The Work Code in Romania specifies the following holidays at present. The 1st and 2nd of January are holidays on account of the New Year. Easter Holidays can be in either April or May depending on your religious requirement.

The 1st of May is observed as the International Workers' Day. Again, the 1st of December commemorates the unification of Transylvania with the Kingdom of Romania leading to the formation of modern Romania in 1918. It is celebrated as the National Day of Romania. The Christmas is celebrated with spirit on the 25th and 26th of December.

The 24th of January commemorates the unification of Moldavia and Walachia, a very important occasion in the history of evolution of Romania as a nation state under the leadership of Alexandru Ioan Cuza as the leader of both the provinces.

There are a few other holidays on the Romanian calendar that are celebrated with a great deal of merriment. Women's Day is observed on 8th March, and it is a time when women of all ages are pampered. Children wish their mothers and students their female teachers. Husbands shower gifts and flowers on their wives. Women usually celebrate by throwing parties for women only. Likewise, Children's Day is observed with festivities all over Romania on 1st June. Art competitions and sports contests for different age groups of children are a special feature of that day.

Romanians are not lacking in patriotic fervor, and this is borne out by a number of holidays observed with the motherland as the theme. Heroes, who fought for the country in different ages, are remembered on Ascension Day. The National Flag Day is observed on 26th June. The Romanian national flag, by the way, has three colors - red, yellow and blue. The color red represents the sacrifice of the heroes, who spilled blood for the country. The color yellow stands for the prosperity, associated with a golden harvest. Finally, blue represents hope for the better future.

National Anthem Day is observed on 29th June. The Romanian national anthem begins with "De steapta-te, romane!" It means "Romanians, fight for your rights!". The present constitution of Romania was adopted on the 8th of December, 1991, and the day is commemorated as the Constitution Day.

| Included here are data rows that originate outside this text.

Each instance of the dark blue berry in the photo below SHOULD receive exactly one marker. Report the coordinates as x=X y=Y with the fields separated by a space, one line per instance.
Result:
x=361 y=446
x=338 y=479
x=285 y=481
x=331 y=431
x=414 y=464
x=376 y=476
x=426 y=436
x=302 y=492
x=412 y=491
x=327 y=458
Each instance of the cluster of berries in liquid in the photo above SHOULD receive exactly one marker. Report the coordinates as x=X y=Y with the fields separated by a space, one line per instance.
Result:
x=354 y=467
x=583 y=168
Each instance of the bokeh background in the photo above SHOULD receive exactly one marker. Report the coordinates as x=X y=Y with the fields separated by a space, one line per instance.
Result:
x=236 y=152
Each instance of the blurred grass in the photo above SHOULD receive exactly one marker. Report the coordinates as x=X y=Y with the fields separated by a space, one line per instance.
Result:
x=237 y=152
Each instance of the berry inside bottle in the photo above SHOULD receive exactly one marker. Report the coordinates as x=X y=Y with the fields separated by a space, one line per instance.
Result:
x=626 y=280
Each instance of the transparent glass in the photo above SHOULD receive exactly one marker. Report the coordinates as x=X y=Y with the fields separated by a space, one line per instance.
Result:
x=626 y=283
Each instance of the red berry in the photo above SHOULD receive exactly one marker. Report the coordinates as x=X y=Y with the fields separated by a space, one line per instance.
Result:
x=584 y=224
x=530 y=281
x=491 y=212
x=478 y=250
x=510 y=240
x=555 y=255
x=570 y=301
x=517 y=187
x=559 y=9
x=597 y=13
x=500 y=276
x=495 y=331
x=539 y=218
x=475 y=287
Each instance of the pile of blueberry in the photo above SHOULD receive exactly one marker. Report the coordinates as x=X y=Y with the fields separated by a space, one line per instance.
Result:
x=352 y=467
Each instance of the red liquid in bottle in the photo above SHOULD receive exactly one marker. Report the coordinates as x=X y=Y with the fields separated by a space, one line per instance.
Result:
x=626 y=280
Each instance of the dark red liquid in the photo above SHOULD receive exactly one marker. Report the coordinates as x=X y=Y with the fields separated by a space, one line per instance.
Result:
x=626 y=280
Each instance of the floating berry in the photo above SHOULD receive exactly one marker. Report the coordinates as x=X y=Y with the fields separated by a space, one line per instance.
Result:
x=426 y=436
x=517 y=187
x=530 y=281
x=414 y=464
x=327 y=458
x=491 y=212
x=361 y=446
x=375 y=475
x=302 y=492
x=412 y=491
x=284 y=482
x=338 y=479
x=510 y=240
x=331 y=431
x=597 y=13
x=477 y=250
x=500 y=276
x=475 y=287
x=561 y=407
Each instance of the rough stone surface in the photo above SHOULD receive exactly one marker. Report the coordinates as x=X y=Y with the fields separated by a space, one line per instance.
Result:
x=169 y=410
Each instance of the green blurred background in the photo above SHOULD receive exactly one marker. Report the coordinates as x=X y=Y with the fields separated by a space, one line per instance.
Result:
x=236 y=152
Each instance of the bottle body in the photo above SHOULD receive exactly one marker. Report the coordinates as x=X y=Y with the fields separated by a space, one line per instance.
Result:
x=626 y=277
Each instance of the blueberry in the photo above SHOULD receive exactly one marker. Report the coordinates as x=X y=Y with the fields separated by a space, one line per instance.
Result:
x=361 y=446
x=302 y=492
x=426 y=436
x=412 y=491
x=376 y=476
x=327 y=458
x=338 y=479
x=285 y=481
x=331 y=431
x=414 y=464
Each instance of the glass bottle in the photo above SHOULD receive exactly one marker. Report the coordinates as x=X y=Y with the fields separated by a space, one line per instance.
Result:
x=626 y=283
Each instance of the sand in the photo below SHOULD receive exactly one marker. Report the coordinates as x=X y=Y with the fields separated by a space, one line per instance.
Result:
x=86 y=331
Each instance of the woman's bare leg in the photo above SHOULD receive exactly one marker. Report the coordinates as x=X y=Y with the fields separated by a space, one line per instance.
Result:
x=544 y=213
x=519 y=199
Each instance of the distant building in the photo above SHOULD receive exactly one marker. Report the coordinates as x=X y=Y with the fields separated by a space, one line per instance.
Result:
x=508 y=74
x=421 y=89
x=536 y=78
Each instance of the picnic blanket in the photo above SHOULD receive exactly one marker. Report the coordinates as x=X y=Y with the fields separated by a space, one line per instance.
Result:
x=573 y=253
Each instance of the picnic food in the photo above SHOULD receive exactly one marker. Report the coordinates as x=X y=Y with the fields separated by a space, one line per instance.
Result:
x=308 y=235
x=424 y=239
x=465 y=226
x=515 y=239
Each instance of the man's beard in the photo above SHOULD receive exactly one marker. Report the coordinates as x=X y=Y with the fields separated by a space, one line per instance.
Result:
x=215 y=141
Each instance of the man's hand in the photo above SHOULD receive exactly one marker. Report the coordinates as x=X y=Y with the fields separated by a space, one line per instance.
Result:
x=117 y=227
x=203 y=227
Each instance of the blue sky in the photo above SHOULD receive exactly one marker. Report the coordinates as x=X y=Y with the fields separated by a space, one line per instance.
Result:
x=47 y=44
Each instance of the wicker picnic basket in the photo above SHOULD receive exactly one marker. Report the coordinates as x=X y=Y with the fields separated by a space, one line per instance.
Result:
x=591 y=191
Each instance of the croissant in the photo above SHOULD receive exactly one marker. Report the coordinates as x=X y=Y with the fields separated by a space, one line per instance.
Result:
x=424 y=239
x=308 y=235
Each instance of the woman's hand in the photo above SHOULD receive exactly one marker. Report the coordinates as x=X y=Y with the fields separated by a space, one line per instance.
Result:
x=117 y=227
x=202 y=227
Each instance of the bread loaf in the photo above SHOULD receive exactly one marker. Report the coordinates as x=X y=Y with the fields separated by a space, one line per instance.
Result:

Finally, there are two holidays, which are very special for the youth of the country. The first is known as Dragobetele and is like the Valentine's Day. No wonder it is celebrated with a lot of enthusiasm in Romania. The second one is a very special day, observed on the 1st of March. On this date the male population of Romania, including its children, gives small lucky charms as gifts to their loved ones. Actually, the gifts are meant for girls and women only.